The way I incorporated this functionality into scanpy/preprocessing/_simple.py might be questionable, and would love any suggestions or advice on how to better integrate this if there is interest in pushing this PR through. Let me know!

@ivirshup
Copy link
Member

ivirshup commented Feb 21, 2020

Thanks for the PR! This looks really interesting. I've got a couple questions:

  • Why not submit this to scikit-learn? In general I'd be more confident in their vetting.
  • This should work with other solvers from scipy, like lobpcg, right?
  • Could you provide some benchmarks on time, memory usage, and accuracy?

From a brief benchmark on my end, this looks very good from a memory usage perspective, with similar compute times. The components also seem highly correlated, but the components are scaled differently. Would you mind commenting on that?


Edit: It seems like the factors are making our nearest neighbor network quite different. It also looks like the calculated variances are different.

@atarashansky
Copy link
Author

atarashansky commented Feb 21, 2020

Great catch! I messed up and forgot to sort the singular values prior to scaling U. The components should be more or less the same now.

To answer your other questions,

  • Submitting this PR to scanpy seemed like lower-hanging fruit since I'm much more familiar with your codebase. sklearn has also had a PR on this topic out for a long time and it just does not seem to budge. Allowing sparse support for PCA doesn't seem to be high on their priority list(?). If sklearn does eventually allow for PCA on sparse inputs, it would be really easy to replace the call to my function with a call to sklearn's implementation instead.

  • This does work with lobpcg, but I'm a little confused by when lobpcg outperforms arpack (see the discussion here PCA on sparse, noncentered data scikit-learn/scikit-learn#12794).

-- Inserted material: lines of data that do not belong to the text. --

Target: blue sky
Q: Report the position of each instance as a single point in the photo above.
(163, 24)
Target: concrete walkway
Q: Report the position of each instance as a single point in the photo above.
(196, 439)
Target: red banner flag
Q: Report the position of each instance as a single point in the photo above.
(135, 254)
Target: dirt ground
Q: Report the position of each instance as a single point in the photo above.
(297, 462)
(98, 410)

There's some criterion that relates to the number of components and the size of the smallest dimension. In my hands, lobpcg is significantly slower.

  • Will do!

@atarashansky
Copy link
Author

atarashansky commented Feb 21, 2020

Err, hopefully this isn't inconvenient. Here's a zip file containing the relevant notebook.
benchmarks_PR1066.zip

Benchmarking was done on the raw pbmc3k data.

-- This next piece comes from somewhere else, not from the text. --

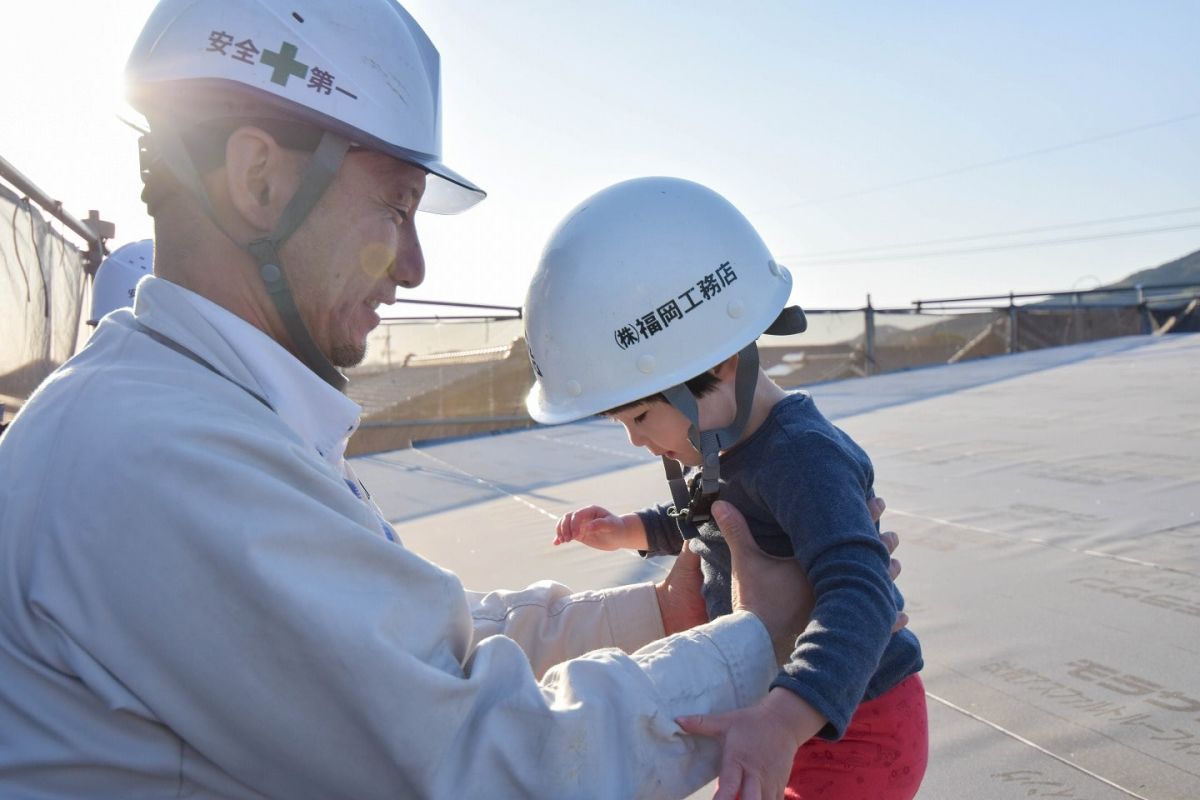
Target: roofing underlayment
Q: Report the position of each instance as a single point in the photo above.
(1049, 511)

Summary of the timing and memory results:

With pca_sparse=False,

%%memit
t=time.time()
sc.tl.pca(adata1,pca_sparse=False,svd_solver='arpack',random_state=0,zero_center=True)
print(str(time.time()-t)+' seconds')
6.122049570083618 seconds
peak memory: 1332.33 MiB, increment: 1047.04 MiB

With pca_sparse=True,

%%memit
t=time.time()
sc.tl.pca(adata2,pca_sparse=True,random_state=0)
print(str(time.time()-t)+' seconds')
2.373802423477173 seconds
peak memory: 401.17 MiB, increment: 56.26 MiB

There are very slight differences between the eigenvalues output by the different methods, which translates to slightly different cluster assignments when using euclidean distance (this is probably exacerbated by the fact that I am benchmarking on raw data). However, for correlation distance, the output is exactly the same. See the attached notebook for more details.

@ivirshup
Copy link
Member

sklearn has also had a PR on this topic out for a long time and it just does not seem to budge. Allowing sparse support for PCA doesn't seem to be high on their priority list(?)

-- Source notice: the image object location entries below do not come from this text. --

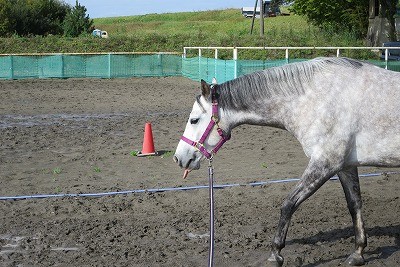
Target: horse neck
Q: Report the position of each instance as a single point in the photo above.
(270, 112)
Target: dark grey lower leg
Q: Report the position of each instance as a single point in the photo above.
(351, 186)
(313, 178)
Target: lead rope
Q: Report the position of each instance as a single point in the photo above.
(211, 196)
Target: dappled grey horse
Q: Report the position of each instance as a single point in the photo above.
(344, 113)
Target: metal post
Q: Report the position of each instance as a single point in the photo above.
(287, 55)
(261, 18)
(235, 63)
(386, 57)
(199, 63)
(11, 67)
(254, 17)
(109, 65)
(211, 196)
(215, 62)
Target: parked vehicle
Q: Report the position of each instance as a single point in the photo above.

I've read that situation as that particular PR being stalled, but it's also just for the random solver. I think sklearn would really like to have this feature. I think there's support for this from the community (where the referenced comment is yours):

The perfect implementation of implicit data centering must be solver agnostic, allowing any matrix-free sparse PCA and SVD solver from scipy and scikit to be used. E.g., adding support to call any matrix-free scikit SVD/PCA solver in #12794 (comment) would make it perfect PR for implicit data centering.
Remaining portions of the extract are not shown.